James Hope-Scott - Legal Practice

Legal Practice

On 15 June 1841, Hope wrote to Gladstone:

My reason for staying in town is to read ecclesiastical law, and to prepare (if so be) for election committees. The former branch I reckon my flower-garden, the latter my cabbage-field.

Ormsby believed that Hope found some distraction from his frustration with the Anglican Church through his secular work.

By 1839, Hope was becoming involved in parliamentary work. He was retained as counsel for the British government on the Foreign Marriages Bill and in 1843, the report on the Consular Jurisdiction Bill. His brother's appointment as Under Secretary of State for the Colonies in Sir Robert Peel's administration may have opened some doors. In 1843-44 he was engaged again by the government in the matter of the aftermath of the Pastry War, whose settlement Britain had arbitrated, to prepare a report on some points in dispute between France and Mexico.

As an established ecclesiastical lawyer, he was much involved in the Ecclesiastical Courts Bill in 1843 and the same year he took the DCL degree at Oxford. In 1844 an English Criminal Code was under serious consideration and Bishop of London Charles James Blomfield recommended Hope to the Lord Chancellor John Copley, 1st Baron Lyndhurst as a commissioner to consider offences against religion and the Church. By the end of 1845 he stood at the head of the parliamentary bar but his objections to taking the Oath of Supremacy deterred him from accepting the professional honour of Queen's Counsel. In 1849, he therefore asked Lord Chancellor Charles Pepys, 1st Earl of Cottenham for, and was granted, a patent of precedence conferring equal status.

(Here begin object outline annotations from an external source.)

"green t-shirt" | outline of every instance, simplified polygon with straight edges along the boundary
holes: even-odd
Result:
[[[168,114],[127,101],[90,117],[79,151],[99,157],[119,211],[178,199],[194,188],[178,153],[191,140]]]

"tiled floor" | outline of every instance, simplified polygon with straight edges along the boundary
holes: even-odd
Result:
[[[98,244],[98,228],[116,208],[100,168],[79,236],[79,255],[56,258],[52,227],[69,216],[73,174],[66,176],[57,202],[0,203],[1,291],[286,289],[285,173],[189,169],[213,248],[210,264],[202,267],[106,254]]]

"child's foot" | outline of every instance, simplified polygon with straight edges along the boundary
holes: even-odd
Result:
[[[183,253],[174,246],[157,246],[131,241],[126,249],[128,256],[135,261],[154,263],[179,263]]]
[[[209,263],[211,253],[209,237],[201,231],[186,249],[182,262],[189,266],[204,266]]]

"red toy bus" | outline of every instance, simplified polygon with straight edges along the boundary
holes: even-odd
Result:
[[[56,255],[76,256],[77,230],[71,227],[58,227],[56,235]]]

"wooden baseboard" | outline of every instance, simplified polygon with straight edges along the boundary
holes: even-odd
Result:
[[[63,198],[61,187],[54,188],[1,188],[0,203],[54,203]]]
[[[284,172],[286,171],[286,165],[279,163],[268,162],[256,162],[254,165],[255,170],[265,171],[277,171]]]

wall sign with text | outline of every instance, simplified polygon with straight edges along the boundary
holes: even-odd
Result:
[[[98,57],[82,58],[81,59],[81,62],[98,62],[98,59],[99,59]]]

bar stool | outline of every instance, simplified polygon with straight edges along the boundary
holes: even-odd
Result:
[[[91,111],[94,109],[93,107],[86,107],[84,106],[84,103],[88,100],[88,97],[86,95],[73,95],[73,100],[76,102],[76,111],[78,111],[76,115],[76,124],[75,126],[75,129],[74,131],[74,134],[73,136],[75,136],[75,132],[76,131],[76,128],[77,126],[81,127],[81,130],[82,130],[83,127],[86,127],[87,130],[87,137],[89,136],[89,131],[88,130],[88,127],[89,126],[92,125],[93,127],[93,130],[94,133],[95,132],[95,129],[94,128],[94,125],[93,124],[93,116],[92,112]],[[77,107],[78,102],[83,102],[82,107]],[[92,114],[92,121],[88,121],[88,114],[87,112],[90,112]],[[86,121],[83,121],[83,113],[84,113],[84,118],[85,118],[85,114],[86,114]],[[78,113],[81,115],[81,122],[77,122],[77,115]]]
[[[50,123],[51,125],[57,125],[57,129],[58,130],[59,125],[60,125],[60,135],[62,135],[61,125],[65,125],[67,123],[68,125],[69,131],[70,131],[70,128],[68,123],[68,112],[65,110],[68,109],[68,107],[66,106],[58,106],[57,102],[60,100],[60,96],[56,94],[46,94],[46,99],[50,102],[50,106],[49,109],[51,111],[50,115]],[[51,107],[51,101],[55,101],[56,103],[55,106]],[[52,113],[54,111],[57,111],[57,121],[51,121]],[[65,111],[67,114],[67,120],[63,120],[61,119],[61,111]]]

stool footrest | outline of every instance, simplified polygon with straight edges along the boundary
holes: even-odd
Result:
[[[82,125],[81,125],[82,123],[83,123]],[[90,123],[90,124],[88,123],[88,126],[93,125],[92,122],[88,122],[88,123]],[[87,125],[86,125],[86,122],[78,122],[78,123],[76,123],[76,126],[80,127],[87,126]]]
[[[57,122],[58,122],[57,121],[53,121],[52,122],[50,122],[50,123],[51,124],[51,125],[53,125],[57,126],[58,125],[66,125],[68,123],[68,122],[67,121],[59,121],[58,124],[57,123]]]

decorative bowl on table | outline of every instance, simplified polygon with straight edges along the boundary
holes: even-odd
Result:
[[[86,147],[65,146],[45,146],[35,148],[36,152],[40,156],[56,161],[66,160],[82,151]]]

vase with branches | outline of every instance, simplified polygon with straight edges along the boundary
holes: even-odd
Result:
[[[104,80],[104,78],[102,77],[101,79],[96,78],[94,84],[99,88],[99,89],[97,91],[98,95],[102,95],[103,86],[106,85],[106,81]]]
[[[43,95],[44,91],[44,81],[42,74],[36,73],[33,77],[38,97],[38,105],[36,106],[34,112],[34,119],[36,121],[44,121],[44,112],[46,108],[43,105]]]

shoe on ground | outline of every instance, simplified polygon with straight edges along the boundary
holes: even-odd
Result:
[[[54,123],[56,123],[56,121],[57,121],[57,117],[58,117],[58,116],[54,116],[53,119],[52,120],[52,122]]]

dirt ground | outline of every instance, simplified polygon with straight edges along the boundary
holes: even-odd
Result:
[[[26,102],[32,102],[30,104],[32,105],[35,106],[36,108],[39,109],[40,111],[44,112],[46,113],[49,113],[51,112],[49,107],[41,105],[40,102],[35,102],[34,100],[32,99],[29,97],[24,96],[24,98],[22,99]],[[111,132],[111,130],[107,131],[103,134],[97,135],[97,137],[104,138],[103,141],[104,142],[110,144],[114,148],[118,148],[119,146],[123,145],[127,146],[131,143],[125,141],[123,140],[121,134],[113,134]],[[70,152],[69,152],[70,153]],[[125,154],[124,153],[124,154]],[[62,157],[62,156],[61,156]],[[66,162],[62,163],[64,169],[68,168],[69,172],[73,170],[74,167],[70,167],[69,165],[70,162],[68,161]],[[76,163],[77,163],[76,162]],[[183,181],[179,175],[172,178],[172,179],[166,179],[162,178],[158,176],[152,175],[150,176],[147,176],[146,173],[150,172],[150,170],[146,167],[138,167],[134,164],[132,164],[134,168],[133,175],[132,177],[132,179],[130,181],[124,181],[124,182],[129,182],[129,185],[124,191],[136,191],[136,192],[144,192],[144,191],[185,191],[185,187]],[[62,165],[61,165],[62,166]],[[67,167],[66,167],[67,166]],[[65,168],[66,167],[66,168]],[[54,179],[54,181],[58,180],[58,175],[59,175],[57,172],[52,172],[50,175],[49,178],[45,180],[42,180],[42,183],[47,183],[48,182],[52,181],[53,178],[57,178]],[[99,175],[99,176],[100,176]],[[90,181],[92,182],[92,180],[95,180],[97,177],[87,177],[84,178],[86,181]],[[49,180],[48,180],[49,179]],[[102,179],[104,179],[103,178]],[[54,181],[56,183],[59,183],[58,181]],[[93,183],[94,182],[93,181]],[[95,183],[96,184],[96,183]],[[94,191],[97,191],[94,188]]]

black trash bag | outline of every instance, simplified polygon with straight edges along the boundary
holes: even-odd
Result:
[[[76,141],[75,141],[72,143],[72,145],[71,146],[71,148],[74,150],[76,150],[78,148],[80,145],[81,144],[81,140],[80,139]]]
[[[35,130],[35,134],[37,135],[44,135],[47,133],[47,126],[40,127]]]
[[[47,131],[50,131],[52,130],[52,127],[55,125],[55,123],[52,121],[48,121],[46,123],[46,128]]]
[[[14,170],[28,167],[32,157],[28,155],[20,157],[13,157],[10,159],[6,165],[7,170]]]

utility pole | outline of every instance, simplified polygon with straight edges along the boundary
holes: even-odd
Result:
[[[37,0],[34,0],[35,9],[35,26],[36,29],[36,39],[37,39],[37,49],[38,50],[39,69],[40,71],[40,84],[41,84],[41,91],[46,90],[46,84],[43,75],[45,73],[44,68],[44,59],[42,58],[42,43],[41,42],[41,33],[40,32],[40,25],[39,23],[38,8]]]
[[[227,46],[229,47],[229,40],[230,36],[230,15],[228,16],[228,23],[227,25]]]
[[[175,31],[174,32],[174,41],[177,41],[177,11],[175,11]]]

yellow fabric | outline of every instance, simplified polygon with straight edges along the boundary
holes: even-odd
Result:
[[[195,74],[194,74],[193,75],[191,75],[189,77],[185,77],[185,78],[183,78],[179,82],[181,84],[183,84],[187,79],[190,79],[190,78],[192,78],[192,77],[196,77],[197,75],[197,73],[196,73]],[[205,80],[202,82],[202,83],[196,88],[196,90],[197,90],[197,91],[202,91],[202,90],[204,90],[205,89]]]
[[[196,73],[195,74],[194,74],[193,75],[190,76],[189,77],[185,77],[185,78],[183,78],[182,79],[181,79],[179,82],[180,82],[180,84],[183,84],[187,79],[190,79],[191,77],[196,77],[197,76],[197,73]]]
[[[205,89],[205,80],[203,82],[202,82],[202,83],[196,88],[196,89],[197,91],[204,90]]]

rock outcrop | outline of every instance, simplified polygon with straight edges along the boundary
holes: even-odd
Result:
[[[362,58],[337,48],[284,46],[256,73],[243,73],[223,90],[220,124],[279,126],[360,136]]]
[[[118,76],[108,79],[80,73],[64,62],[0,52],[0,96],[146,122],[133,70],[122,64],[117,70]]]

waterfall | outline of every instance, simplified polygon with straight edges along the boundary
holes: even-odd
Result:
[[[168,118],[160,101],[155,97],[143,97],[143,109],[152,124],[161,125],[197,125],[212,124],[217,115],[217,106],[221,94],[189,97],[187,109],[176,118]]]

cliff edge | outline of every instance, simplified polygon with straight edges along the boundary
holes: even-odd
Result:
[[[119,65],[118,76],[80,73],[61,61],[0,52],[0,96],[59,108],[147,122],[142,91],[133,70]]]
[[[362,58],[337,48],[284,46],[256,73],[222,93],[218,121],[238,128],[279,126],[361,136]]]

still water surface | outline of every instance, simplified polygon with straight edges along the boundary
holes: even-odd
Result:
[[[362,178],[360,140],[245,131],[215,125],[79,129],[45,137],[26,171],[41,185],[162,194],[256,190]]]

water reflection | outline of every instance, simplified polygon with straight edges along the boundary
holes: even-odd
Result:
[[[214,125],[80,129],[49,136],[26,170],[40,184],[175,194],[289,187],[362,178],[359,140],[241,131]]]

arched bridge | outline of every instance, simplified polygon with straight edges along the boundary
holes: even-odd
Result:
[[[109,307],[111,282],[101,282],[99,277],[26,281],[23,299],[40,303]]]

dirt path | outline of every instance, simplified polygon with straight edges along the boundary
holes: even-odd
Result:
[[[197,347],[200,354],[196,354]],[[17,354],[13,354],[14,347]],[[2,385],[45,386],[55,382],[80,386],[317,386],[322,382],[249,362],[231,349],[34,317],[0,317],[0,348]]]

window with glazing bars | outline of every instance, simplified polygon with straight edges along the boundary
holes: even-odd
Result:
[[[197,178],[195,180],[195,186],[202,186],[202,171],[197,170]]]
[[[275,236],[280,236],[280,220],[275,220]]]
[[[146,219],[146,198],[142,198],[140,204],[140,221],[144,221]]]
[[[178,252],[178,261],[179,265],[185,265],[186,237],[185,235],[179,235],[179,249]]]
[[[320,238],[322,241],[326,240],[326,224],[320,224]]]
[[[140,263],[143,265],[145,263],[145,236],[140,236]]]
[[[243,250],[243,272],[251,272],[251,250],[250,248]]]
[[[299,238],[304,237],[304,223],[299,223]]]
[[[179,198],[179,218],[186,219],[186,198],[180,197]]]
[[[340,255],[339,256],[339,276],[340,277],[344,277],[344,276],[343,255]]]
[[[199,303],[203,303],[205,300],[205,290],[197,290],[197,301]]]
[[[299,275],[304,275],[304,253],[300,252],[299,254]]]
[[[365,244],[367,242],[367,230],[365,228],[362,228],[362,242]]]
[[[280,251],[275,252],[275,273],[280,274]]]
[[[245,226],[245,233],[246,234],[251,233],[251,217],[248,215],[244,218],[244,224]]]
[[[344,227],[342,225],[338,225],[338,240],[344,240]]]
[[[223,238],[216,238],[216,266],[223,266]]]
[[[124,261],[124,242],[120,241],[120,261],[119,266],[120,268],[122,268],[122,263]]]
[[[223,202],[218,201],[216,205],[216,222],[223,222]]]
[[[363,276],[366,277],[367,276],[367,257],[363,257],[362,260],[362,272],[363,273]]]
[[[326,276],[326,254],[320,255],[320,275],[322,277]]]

In 1852 he gave Newman the disastrously misleading legal advice that he was unlikely to be sued for libel by Giacinto Achilli, advice that led to Newman's criminal conviction for defamatory libel. Thereafter, Newman relied on Badeley for legal advice though in 1855 Hope-Scott conducted the negotiations which ended in Newman's accepting the rectorship of the Catholic University of Ireland.